Running an AI model on your own computer is great—until it isn't.
The promise is privacy, no subscription fees, and no data leaving your machine. The reality, for most people, is watching a cursor blink for five seconds between sentences.
That bottleneck has a name: inference speed. And it has nothing to do with how smart the model is. It's a hardware problem. Standard AI models generate text one word fragment—called a token—at a time. The hardware has to shuttle billions of parameters from memory to its compute units just to produce each single token. It's slow by design. On consumer hardware, it's painful.

The approach is called speculative decoding, and it's been around as a concept for years. Google researchers published the foundational paper back in 2022. The idea didn't go mainstream until now because it required the right architecture to make it work at scale.

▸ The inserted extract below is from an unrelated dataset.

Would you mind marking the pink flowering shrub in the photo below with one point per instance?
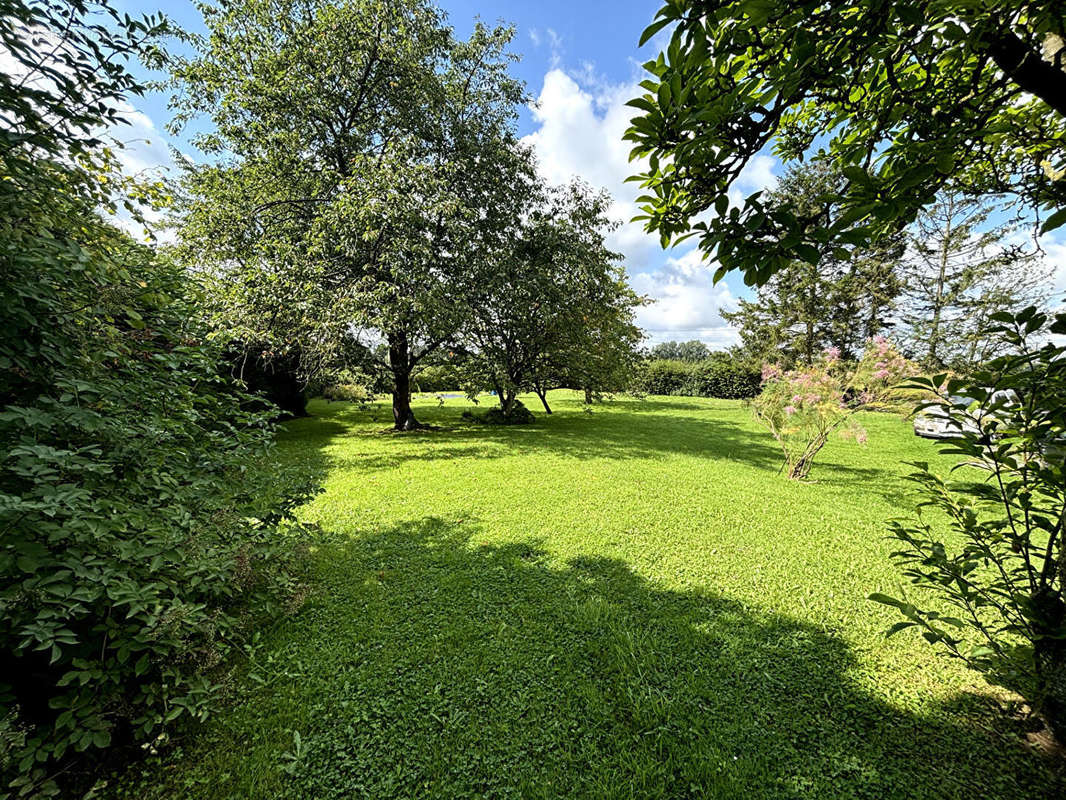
(805, 405)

Here's the short version of how it works. Instead of making the big, powerful model do all the work alone, you pair it with a tiny "drafter" model. The drafter is fast and cheap—it predicts several tokens at once in less time than the main model would take to produce just one. Then the big model checks all of those guesses in a single pass. If the guesses are right, then you get the whole sequence for the price of one forward pass.
Nothing is sacrificed: The large model—Gemma 4's 31B dense version, for example—still verifies every token, and the output quality is identical. You're just exploiting idle compute power that was sitting unused during the slow parts.

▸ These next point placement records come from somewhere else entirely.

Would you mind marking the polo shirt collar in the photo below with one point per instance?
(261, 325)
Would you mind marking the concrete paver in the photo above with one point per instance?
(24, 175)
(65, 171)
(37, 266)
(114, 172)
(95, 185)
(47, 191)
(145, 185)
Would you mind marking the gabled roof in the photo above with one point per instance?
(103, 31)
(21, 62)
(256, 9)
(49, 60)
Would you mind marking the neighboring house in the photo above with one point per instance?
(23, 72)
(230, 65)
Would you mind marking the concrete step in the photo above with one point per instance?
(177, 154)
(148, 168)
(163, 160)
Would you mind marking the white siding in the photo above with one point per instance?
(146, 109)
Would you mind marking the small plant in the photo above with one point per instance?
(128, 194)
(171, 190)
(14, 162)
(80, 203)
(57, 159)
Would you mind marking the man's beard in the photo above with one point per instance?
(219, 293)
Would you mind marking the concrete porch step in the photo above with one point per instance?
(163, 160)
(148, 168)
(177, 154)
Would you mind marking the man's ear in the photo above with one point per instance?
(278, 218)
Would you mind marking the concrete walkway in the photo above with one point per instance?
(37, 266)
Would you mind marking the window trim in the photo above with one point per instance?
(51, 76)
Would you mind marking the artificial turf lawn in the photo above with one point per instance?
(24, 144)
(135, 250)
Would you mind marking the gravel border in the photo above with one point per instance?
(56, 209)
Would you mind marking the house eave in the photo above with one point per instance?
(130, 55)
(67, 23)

Google says the drafter models share the target model's KV cache—a memory structure that stores already-processed context—so they don't waste time recalculating things the larger model already knows. For the smaller edge models designed for phones and Raspberry Pi devices, the team even built an efficient clustering technique to further cut generation time.

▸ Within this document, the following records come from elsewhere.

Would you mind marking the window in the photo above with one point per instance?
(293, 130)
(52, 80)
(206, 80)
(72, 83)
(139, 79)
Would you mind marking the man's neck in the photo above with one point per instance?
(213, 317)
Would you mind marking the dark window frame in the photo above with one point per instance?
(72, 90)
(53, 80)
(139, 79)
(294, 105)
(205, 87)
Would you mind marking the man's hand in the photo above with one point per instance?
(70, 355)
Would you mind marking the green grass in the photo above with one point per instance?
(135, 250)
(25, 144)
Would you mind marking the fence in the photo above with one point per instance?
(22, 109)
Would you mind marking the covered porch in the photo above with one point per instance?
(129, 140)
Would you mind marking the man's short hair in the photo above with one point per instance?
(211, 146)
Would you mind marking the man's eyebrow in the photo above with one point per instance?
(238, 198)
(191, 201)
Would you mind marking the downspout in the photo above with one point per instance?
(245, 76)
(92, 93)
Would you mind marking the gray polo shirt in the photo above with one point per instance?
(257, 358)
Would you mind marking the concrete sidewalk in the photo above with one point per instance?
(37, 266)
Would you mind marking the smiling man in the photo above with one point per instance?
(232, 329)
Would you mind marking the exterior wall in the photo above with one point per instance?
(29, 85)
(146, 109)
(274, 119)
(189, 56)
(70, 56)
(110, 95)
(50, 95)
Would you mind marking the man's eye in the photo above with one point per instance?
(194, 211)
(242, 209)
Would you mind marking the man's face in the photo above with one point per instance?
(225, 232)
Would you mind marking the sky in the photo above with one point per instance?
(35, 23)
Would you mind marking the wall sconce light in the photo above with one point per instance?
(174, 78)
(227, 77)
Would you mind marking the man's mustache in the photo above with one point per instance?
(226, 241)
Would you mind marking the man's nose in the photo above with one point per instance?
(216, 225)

This isn't the only attempt the AI world has made at parallelizing text generation. Diffusion-based language models—like Mercury from Inception Labs—tried a completely different approach: Instead of predicting one token at a time, they start with noise and iteratively refine the entire output. That’s fast on paper, but diffusion LLMs have struggled to match the quality of traditional transformer models, leaving them more of a research curiosity than a practical tool.
Speculative decoding is different because it doesn't change the underlying model at all. It's a serving optimization, not an architecture replacement. The same Gemma 4 you'd already run gets faster.
The practical upside is real. A Gemma 4 26B model running on an Nvidia RTX Pro 6000 desktop GPU gets roughly twice the tokens per second with the MTP drafter enabled, according to Google's own benchmarks. On Apple Silicon, batch sizes of 4 to 8 requests unlock around 2.2x speedups. Not quite the 3x ceiling in every scenario, but still a meaningful difference between "barely usable" and "actually fast enough to work with."
Google says the drafter unlocks "improved responsiveness: drastically reduce latency for near real-time chat, immersive voice applications and agentic workflows"—the kind of tasks that demand low latency to feel useful at all.
Use cases snap into focus quickly: A local coding assistant that doesn't lag; a voice interface that responds before you've forgotten what you asked; an agentic workflow that doesn't make you wait three seconds between steps. All of this, on hardware you already own.